Cette interrogation porte sur le sens à donner à ce « prélude », c’est-à-dire à l’analogie établie entre
Socrate et les silènes. Dans les lignes 23 à 29, l’auteur, dans une fiction de dialogue avec son lecteur,
s’empresse de répondre à la question posée. Il faut que le lecteur considère le livre qu’il s’apprête à
lire comme un silène, et comme Socrate, ridicule d’apparence mais délivrant un enseignement
précieux. Dans cette nouvelle apostrophe (aussi provocatrice que la première, notamment avec
l’expression « fous oisifs »), les lecteurs sont appelés « bons disciples », de même qu’Alcibiade était
le disciple de Socrate. Il ne faut cependant pas juger prétentieux ce parallèle entre Rabelais et
Socrate. Rabelais ne veut pas qu’on voie en lui un nouveau Socrate, mais il souhaite faire reconnaître
entre Socrate et lui une parenté d’esprit.

-La suite du paragraphe reprend l’opposition entre l’extérieur et l’intérieur, appliquée cette fois-ci au
livre, c’est-à-dire au comparé :

L’auteur s’attache d’abord à montrer l’apparence grotesque de ses œuvres. Ainsi, celui-ci cite « les
joyeux titres » de ces œuvres, en commençant par Gargantua, puisque c’est celui-ci que le lecteur
s’apprête à lire. Viennent ensuite ceux des œuvres réelles ou imaginaires : Pantagruel, Fessepinte, La
Dignité des Braguettes, Sur les haricots au lard cum commento, tous aussi parodiques les uns que les
autres, du fait de leur trivialité.

-Mais justement, s’en tenir au titre, c’est, aller trop « rapidement » en besogne et, selon la
métaphore utilisée par Rabelais, juger la boutique à son « enseigne extérieure ». Ici, le lecteur
comprend enfin le sens de la double référence à Socrate et aux silènes.
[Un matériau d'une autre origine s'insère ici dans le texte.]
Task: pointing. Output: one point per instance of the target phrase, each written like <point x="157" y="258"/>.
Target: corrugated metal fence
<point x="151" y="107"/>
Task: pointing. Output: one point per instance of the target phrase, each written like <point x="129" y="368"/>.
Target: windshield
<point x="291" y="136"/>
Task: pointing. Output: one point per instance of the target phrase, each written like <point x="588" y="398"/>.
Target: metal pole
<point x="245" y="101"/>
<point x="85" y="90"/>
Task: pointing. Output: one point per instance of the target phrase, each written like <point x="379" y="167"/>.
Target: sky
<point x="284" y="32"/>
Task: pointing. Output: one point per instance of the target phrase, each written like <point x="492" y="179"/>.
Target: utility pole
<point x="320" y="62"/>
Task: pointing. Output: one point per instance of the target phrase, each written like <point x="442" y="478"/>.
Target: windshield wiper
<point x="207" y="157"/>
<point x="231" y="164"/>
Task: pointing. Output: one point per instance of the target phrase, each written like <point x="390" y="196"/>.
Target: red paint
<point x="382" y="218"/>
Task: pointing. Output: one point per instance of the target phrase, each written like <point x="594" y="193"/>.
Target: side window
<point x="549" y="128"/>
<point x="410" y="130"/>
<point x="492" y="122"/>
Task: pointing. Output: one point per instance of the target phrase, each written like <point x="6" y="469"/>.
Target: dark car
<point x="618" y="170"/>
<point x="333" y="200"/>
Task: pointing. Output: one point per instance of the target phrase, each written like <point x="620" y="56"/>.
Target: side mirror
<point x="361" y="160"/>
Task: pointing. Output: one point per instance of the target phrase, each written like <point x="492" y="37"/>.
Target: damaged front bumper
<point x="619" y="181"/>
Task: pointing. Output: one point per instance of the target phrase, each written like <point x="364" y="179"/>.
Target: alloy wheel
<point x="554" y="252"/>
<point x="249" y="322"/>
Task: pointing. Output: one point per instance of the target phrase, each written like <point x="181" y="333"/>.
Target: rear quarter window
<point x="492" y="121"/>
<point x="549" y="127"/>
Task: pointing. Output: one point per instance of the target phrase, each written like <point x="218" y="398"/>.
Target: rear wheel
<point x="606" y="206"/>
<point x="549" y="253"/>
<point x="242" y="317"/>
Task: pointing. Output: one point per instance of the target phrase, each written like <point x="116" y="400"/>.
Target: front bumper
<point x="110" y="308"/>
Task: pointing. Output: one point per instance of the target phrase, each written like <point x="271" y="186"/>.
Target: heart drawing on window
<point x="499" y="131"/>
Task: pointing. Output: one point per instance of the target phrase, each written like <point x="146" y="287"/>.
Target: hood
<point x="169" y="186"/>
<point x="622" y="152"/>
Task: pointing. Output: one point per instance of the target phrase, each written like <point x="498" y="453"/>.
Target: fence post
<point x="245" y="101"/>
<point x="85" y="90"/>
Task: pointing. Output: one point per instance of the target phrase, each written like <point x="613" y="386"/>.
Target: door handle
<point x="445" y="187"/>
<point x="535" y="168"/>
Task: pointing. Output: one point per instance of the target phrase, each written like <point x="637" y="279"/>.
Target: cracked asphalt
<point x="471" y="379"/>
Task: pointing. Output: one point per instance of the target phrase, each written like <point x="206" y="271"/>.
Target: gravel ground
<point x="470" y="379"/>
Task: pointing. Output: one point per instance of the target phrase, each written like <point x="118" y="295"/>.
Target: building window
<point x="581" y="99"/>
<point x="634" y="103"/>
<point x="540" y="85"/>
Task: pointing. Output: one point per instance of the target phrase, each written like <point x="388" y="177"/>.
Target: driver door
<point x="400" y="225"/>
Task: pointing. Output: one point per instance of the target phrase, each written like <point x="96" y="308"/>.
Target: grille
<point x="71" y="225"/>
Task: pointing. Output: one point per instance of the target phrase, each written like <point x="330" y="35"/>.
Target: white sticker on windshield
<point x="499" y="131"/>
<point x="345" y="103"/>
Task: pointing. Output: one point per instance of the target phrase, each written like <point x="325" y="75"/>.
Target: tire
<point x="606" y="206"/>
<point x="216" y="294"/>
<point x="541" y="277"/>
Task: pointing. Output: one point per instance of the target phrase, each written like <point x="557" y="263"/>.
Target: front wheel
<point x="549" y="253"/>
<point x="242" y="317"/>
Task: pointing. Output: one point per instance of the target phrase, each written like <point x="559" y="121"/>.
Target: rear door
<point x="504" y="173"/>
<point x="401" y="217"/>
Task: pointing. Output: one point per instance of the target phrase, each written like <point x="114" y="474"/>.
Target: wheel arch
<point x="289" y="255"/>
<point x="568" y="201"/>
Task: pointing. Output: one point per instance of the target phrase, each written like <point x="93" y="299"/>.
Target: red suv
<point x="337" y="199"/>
Le lecteur trop peu attentif
prendra (l’emploi du futur de l’indicatif tient au statut introductif du prologue, qui anticipe la
lecture à venir du livre présenté) à tort la surface dérisoire (Rabelais accumule ici les termes
renvoyant à l’apparence grotesque et futile du livre, en jouant sur un effet de rimes internes :
« moqueries, folâtreries et menteries […] plaisanteries ») pour « le contenu ». Ici se trouve donc
définie la figure du mauvais lecteur selon Rabelais, celui qui « pense » « trop rapidement » et qui se
lance « sans recherche approfondie », la préposition « sans » de sens négatif mettant en évidence un
manque, ici, de discernement. En creux, se trouve par conséquent brossé le portrait du lecteur idéal
selon Rabelais : certes, ce lecteur doit avoir un tempérament optimiste, être amateur de plaisirs (vin
et amour, comme l’indiquait l’apostrophe qui ouvrait le texte), mais on ne doit pas confondre la
légèreté de tempérament avec la légèreté d’esprit.
Conclusion
Le prologue de Gargantua cherche à accrocher le lecteur en s’adressant directement à lui et de
manière provocatrice. Cependant, Rabelais transforme cet exercice de parade, où Alcofribas Nasier
joue le rôle d’un amuseur de foire, en une leçon de savoir lire, grâce à la définition implicite de son
lecteur idéal. En effet, l’auteur, dans un raisonnement par analogie très structuré, explique comment
on doit considérer son œuvre. C’est un moyen pour lui de se défendre des critiques, mais c’est
surtout une manière de choisir son lecteur : joyeux, bon vivant, mais réfléchi et capable de penser
par lui-même. Ainsi établit-il un pacte de lecture à l’allure bigarrée, à la fois triviale et érudite.

Le prologue est, qui plus est, paradoxal, car, juste après nous avoir dit que nous devons savoir
déchiffrer le « plus haut sens » derrière « l’esprit de plaisanterie » de son roman, l’auteur va nous
expliquer le contraire, de sorte que nous nous retrouverons un peu perdus au seuil du roman. C’est
sans doute finalement une manière de nous forcer à lire par nous-mêmes sans nous donner de clé
préétablie.

Le caractère paradoxal du prologue sera repris dans son avis au lecteur par Montaigne, qui ira
jusqu’à indiquer que la lecture des Essais est une perte de temps.